Differentiate Yourself

By Christina Suter on Jun 03, 2017 at 09:15 AM in Business Issues
Differentiate Yourself

I don't know you, but I can make the educated guess that you have the heart of an entrepreneur and you want more for yourself and more for your business. You are interested in fulfilling your purpose and peace, abundance, and transformation are 3 key words I want you to keep in mind as we discuss differentiating your product, which is your self.

For over 17 years I've run my consultant business and others like it. I have been successful to the point of having to put people on a waiting list to help them with their business. Outside of my professional work, I am a mother and in wanting to be present for my daughter, it has been important that I create a company that works for my life. My challenge to you is to figure out what you bring to your company that sets your product (or service) apart from a similar company. 

For years Coke and Pepsi have lead the market in the soda industry. Both have sold the exact product for years and aside from changing their bottles, logo, and typeface every few years, not much has changed. In fact, although there are people who only drink one or the other, they both sell dark cola sodas.

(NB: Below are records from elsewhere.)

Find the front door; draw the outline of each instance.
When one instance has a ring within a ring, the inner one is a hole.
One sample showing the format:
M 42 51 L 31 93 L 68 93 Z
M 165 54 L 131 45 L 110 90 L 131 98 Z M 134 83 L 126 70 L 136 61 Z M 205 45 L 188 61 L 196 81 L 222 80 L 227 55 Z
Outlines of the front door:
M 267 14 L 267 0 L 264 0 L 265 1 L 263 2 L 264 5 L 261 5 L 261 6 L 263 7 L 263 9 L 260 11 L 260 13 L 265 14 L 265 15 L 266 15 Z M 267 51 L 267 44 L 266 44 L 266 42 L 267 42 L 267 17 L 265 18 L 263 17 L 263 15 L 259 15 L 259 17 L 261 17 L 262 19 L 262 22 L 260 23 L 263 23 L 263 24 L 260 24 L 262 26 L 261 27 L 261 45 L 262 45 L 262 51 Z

But, they each have a market because they have differentiated themselves from each other.

Clarity of Product. Clarity of Message. Clarity of Price Point.

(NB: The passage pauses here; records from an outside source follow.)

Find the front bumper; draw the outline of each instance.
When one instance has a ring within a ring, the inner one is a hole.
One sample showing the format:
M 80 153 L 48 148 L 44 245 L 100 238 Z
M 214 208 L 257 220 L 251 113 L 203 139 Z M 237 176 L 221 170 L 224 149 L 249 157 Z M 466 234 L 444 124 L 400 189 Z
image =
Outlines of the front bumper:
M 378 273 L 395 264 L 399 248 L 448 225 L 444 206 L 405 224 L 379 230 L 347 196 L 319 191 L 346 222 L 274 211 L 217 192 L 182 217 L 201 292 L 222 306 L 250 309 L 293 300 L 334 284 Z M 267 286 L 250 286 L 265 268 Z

McDonald's is loud, bright, and somewhat uncomfortable, yet people stay because of the kid distractions that keep families staying because their kids are occupied. McDonald's offers a low-end product and therefore they give low-end customer service. A Lamborghini dealership offers a service and has people walking around serving you, they offer free WiFi and coffee, comfortable leather seats, etc. Lamborghini offers a high-end product and therefore has high-end customer service.

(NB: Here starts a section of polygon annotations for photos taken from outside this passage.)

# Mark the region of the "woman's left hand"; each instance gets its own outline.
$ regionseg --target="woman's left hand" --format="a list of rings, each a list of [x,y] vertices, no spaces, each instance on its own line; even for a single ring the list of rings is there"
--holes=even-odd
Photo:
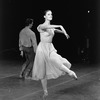
[[[67,39],[69,39],[69,38],[70,38],[70,36],[69,36],[68,34],[65,34],[65,36],[67,37]]]

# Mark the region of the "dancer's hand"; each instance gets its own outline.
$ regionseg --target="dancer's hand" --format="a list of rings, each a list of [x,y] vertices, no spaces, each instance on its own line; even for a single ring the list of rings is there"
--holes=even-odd
[[[21,51],[20,55],[23,57],[23,51]]]
[[[69,39],[69,38],[70,38],[70,36],[69,36],[68,34],[65,34],[65,36],[66,36],[66,38],[67,38],[67,39]]]

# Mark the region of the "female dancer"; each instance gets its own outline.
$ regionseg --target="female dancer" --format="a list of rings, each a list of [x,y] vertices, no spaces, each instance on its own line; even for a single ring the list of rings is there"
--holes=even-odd
[[[40,32],[40,43],[37,47],[32,73],[33,80],[41,80],[44,90],[43,98],[48,95],[48,79],[56,79],[59,76],[64,75],[65,72],[67,72],[69,76],[77,79],[75,72],[70,70],[70,62],[57,54],[57,50],[52,44],[55,31],[64,33],[67,39],[69,38],[69,35],[66,33],[63,26],[50,24],[50,21],[52,20],[51,10],[45,12],[44,18],[45,22],[37,27],[37,30]]]

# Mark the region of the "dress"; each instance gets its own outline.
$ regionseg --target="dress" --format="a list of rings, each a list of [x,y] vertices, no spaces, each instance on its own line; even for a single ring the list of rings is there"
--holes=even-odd
[[[43,78],[56,79],[61,75],[65,75],[62,70],[62,64],[67,68],[71,68],[71,63],[57,54],[57,50],[52,44],[54,31],[49,29],[47,32],[40,33],[40,43],[36,50],[34,60],[32,79],[41,80]]]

Don't confuse your clients. If your customer is make most of the decisions and do most of the work, like bussing their own tables at McDonald's, give customers a clarity of message. Employees, the market, and customers should all understand the product, the level of customer service they should expect, and clarity of what cost level the product is. 

Branding and Sales Cycles

Coca Cola is the brand and they have numerous products inside their brand. They sell bottles to the corner store, syrup to restaurants, and packs of canned sodas in grocery stores. The brand is different from the sales; sales cycle is the 1st half of the customer journey. If you're going to sell a high-end product like a Lamborghini, there's a sales journey you take as you first visit, sit in a few cars, have conversations with different salespeople, and you come back again to test drive and then to purchase. When you walk into McDonald's you're on your own to get in line, decide what you want, place your order, engage with someone who takes your order and you take your food to your table and then clean up after yourself. You interact with people for 2-5 minutes, they aren't there to cater to you. Make sure the sales cycle for your brand matches your product. 

Here's some homework for you:
1. Write down what your brand is... luxury or low-end?
2. What are the steps of your sales cycle? 
3. Find your competition, understand what they do, who's behind their product, and familiarize yourself with their price points. What do they do well that you can adapt to your business.